New Standards, Techniques for Package Thermal Modeling
Sally Cole Johnson, Contributing Editor -- Semiconductor International, 6/1/2007
Miniaturization, performance and functionality trends in the semiconductor industry are decreasing thermal design margins at the package and chip levels. New compact thermal modeling standards, which are expected from JEDEC this summer, combined with the emergence of more advanced modeling techniques, should help solve future chip and package design challenges.
Increasing power density is the main culprit behind the need for new package thermal modeling standards. “We're seeing power densities going up at all levels of design — including the chip, package, PCB and system. This is mainly driven by die-level heat dissipation,” said Sherman Ikemoto, business development manager at Flomerics (Surrey, UK), a supplier of analysis software to the electronics industry.
The problem at the package level, explained Ikemoto, is that most system manufacturers are buying their packages from other companies, and have to track down the information required for thermal analysis. Also, the time scales involved in doing the design and getting the product out the door are shrinking, and they need to remove bottlenecks in the process to meet delivery deadlines. These factors all contribute to the need for more standards.
Two soon-to-be-released JEDEC compact thermal modeling standards, known as the 2-Resistor and DELPHI (Development of Libraries of Physical Models for an Integrated Design Environment) models, are several steps of sophistication beyond the existing standard (Theta-JA) and offer reliable, in-application junction temperature prediction. “The DELPHI model is the most accurate, while the 2-Resistor model is fairly accurate,” Ikemoto said. “Engineers now have a choice. It's a little more difficult to derive a DELPHI model relative to the 2-Resistor model, however, so we may not see every package being represented by DELPHI.”
Theta-JA has been in use since the mid-1990s, and has limitations because it's a very simple model. “JEDEC explains that it's only useful for comparing the thermal performance of one package to another, not design work,” Ikemoto elaborated. “It doesn't capture the complex heat-transfer mechanisms found in real packages.”
The 2-Resistor model consists of a junction-to-board resistance and junction-to-case resistance, and provides a coarse junction temperature prediction.
DELPHI is the result of a 1990s research project conducted by a consortium of European companies, which received 50% of their funding from the European Union. This model provides an accurate junction temperature prediction, according to Ikemoto.

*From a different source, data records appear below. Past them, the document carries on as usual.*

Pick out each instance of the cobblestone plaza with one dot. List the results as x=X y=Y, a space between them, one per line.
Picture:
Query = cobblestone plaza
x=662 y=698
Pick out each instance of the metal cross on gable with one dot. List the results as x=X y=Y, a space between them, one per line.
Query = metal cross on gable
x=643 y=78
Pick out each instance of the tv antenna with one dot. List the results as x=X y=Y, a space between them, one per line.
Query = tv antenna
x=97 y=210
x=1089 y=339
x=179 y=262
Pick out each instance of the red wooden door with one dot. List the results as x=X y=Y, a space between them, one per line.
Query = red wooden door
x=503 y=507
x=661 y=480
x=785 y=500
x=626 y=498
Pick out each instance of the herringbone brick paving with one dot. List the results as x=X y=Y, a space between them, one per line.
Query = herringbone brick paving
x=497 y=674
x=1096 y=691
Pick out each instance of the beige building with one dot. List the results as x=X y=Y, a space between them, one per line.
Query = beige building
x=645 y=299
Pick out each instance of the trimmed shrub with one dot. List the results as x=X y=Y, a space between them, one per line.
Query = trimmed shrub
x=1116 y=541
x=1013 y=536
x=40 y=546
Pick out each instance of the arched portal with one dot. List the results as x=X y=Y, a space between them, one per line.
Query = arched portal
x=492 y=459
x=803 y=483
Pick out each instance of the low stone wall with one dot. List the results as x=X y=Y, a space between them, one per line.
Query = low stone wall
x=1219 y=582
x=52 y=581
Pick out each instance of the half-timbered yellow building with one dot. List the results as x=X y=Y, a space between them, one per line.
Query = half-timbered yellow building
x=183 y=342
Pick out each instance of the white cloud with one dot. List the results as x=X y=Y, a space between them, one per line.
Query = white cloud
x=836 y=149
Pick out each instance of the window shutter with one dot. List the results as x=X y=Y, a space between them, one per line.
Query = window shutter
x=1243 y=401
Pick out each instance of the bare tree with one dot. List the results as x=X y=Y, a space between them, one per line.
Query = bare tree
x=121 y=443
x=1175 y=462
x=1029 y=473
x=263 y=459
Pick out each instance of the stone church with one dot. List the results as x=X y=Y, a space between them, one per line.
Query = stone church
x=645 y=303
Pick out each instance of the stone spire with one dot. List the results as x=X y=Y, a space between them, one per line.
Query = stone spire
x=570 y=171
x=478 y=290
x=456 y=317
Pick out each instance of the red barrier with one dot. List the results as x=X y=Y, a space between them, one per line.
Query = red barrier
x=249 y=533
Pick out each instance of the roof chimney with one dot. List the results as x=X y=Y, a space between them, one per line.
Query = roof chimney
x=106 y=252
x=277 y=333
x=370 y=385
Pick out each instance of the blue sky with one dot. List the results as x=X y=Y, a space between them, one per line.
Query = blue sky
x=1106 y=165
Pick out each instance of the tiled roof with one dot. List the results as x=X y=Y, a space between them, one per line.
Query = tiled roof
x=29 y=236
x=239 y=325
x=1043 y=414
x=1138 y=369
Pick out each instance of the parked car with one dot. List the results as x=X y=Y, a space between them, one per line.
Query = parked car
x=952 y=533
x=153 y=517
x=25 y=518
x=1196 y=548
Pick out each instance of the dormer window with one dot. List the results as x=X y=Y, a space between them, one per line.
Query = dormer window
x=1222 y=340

Recognizing an emerging need for package and IC co-simulation (Figure) and die-level thermal analysis, Gradient Design Automation (Santa Clara, Calif.), a supplier of full-chip analysis for digital and mixed-signal ICs, teamed up with Flomerics to develop software solutions. The company has created solutions to help chip designers analyze and avoid temperature-induced electrical issues at the chip level, while taking into account the effects of package and ambient conditions.
Fine-grain thermal analysis and multi-scale chip-package-environment analysis are among the new approaches to thermal modeling. The temperature data derived from these tools can be used to identify thermal hot spots and verify you're meeting TJ-MAX specifications, as well as verify that thermal gradients are harmless, and help with sensor placement, according to Edmund Cheng, Gradient's president and CEO. “It can also more accurately determine the thermal effects on critical aspects of IC designs such as power leakage, voltage drop and timing, signal cross talk and timing, and electromigration,” he added.
Packaging engineers often ask how Cheng knows his fine-grain thermal analysis simulations that produce spiky (as opposed to smooth) temperature profiles are correct at the chip level. “The answer is that our simulation has better resolution than any method of directly checking the measurements, such as IR cameras,” Cheng said. “How can we be checked? First, engineers check very simple things to ensure we correlate well. They check our data against their thermal test vehicles — chips that mimic the thermal behavior of these chip designs being prototyped. Then they'll put thermal diodes on the die and see if they have good information on various areas of the chip. If we show exactly the same temperature as that measurement and come up with pictures that are similar to their IR or thermal measurements, it gives us credibility.”